Stilisticamente “Un mistero di sogni avverati” si presenta vario come mai prima nella discografia del cantautore fiorentino: si va dalla waitsiana “La petite promenade du poète” con la voce profonda di Larocca leggermente arrochita ad arte, ai melodiosi ricami dell’organetto in “Une femme qui passe”; dal rock elettrico di “Batte botte” (splendido il dirty guitar solo di Gramentieri) alla struggente voce e chitarra acustica de “La sera di fiera”, fino al pianoforte e voce de “Il russo” nello spirito degli chansonniers francesi: una vera sorpresa per Larocca, fino a oggi vestito in stile Americana. Sorprendente la solarità di “Vi amai nella città” in versione tex-mex e di “Tre giovani fiorentine camminano”, dal sapore caraibico su cui si innesta un intermezzo in minore guidato dall’organetto; e sorprende ancora di più il tango di “Fantasia su un quadro d’Ardengo Soffici”.

“L’invetriata” è spoglia – solo chitarra acustica e chitarre elettriche effettate – e la voce è accorata come le parole (“Nel cuore della sera c'è sempre una piaga rossa languente”), come del resto in tutto il disco. Un semplice e memorabile riff di tastiera stile new-wave ricorre in “Barche amarrate”, forse l’arrangiamento più complesso del disco, con sezione ritmica, bass six, tastiere, percussioni, organetto e chitarre varie. Nel finale di “Genova” l’organetto di Tesi suona note lunghe come se sfoderasse lentamente una lama (ascoltare per credere). Il disco si chiude con la delicata e romantica slow ballad “In un momento”.

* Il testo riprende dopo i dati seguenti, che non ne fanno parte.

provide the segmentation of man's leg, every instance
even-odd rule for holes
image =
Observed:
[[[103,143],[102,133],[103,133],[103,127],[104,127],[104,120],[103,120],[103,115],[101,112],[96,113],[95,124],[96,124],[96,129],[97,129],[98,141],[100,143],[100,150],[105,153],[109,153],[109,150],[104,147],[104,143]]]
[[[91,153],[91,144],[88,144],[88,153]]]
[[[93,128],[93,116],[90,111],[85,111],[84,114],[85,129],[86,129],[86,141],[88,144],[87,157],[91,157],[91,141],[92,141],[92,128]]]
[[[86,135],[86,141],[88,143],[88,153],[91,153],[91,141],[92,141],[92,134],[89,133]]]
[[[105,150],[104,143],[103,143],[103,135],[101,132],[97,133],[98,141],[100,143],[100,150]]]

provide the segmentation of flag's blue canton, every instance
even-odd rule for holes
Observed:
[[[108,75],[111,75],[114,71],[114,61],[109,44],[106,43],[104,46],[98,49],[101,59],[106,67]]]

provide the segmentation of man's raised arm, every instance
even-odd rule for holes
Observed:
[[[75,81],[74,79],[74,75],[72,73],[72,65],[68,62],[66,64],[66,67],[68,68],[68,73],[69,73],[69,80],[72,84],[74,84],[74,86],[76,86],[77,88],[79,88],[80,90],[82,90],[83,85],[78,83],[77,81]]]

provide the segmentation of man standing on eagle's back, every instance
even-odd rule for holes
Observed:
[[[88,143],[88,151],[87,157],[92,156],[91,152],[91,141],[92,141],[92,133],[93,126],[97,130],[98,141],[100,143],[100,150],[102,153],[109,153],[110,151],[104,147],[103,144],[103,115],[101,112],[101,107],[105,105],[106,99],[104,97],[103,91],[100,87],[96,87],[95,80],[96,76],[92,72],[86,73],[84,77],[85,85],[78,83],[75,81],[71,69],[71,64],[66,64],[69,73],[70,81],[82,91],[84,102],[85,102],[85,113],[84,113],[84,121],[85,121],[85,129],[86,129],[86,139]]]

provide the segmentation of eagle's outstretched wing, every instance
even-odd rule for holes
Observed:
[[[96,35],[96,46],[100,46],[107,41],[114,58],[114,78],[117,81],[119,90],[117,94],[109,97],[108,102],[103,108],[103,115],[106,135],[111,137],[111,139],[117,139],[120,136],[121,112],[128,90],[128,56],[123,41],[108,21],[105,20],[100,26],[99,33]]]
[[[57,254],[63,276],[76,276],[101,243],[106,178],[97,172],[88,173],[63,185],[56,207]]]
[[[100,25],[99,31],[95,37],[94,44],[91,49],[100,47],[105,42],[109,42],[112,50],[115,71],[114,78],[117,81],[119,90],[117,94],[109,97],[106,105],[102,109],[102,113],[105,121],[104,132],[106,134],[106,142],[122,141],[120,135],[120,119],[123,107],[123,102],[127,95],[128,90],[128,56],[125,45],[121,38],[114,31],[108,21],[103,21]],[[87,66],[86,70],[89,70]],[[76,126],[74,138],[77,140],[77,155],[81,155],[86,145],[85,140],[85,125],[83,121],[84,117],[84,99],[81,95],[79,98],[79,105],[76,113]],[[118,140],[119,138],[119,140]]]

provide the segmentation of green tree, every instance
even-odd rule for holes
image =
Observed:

Anche la grafica del booklet è originale, con disegni acquerellati handmade by Enrico Pantani. E last but not least, “Un mistero di sogni avverati” accoglie ospiti di prestigio: in insolita veste (non vi dico quale) due nomi per tutti: Nada e l’ex Bad Seeds Hugo Race.

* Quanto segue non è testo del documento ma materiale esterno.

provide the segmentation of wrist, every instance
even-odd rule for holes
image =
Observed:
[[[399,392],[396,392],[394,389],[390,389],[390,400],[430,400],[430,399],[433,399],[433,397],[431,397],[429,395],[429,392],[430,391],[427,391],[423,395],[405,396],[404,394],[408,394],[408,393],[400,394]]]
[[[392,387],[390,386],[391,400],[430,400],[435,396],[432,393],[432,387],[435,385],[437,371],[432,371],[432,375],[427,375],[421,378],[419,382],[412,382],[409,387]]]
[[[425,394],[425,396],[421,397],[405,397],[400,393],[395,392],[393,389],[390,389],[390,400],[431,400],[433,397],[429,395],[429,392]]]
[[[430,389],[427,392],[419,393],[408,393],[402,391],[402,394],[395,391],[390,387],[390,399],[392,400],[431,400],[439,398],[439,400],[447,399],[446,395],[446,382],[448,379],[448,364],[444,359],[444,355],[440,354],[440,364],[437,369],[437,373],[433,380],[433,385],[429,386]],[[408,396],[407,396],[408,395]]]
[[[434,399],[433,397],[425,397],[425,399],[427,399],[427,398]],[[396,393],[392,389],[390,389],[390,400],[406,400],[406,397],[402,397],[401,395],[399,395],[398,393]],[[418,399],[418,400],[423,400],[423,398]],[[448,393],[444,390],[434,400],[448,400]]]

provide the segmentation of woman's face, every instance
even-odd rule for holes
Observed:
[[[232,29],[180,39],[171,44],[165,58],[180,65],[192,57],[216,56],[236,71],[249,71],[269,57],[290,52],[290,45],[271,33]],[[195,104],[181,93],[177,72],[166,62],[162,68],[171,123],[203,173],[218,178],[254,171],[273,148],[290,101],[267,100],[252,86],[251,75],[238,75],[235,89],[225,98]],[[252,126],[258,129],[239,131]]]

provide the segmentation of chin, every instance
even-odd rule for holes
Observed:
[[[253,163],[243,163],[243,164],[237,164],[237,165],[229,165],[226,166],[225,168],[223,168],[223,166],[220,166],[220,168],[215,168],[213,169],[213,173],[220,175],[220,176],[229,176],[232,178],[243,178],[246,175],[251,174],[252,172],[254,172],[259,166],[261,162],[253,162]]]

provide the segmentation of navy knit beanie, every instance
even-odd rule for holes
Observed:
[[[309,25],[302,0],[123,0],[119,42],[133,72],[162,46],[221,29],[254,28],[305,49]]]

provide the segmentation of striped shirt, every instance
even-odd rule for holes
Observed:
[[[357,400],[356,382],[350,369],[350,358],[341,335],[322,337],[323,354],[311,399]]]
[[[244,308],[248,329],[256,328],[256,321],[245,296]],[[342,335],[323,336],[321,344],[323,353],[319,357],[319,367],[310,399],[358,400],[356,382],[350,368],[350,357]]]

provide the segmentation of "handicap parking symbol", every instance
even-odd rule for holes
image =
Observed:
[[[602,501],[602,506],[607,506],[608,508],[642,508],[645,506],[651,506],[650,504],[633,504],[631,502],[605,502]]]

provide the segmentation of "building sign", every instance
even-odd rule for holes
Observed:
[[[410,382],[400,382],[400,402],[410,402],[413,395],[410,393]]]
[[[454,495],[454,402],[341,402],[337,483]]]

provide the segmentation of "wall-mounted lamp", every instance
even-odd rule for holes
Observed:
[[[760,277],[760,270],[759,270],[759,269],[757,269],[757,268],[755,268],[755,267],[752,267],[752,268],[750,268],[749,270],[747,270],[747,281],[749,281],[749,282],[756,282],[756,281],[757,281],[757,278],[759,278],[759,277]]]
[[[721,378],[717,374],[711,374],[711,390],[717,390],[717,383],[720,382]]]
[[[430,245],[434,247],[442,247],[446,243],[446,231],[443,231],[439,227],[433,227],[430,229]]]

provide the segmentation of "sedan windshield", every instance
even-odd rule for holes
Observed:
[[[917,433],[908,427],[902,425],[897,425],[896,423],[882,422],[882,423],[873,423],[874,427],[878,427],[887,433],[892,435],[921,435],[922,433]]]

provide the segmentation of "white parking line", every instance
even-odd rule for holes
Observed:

Con “Un mistero di sogni avverati” a mio avviso Massimiliano Larocca realizza il suo miglior lavoro. Anzi: sono convinto che questo disco prima o poi avrà il suo posto nel panorama della canzone italiana: profondo, originale, cantato e arrangiato in modo ammirevole. Niente vi è di superfluo: testi, melodie, suoni, arrangiamenti, voce. Non vi si nota un calo di tono, tutto è equilibrato e i brani finiscono sempre al momento giusto, senza parti strumentali noiose e/o onaniste. Canzoni concise e concentrate come… (a seconda dei gusti) un calcio ben assestato negli stinchi o un raggio di sole la domenica mattina attraverso le tapparelle.

Un disco perfetto. Attenzione: perfetto non nel senso comune di eccezionalmente bello (de gustibus ecc.) ma nel senso letterale di compiuto. Un disco in cui “tutto è al suo posto”.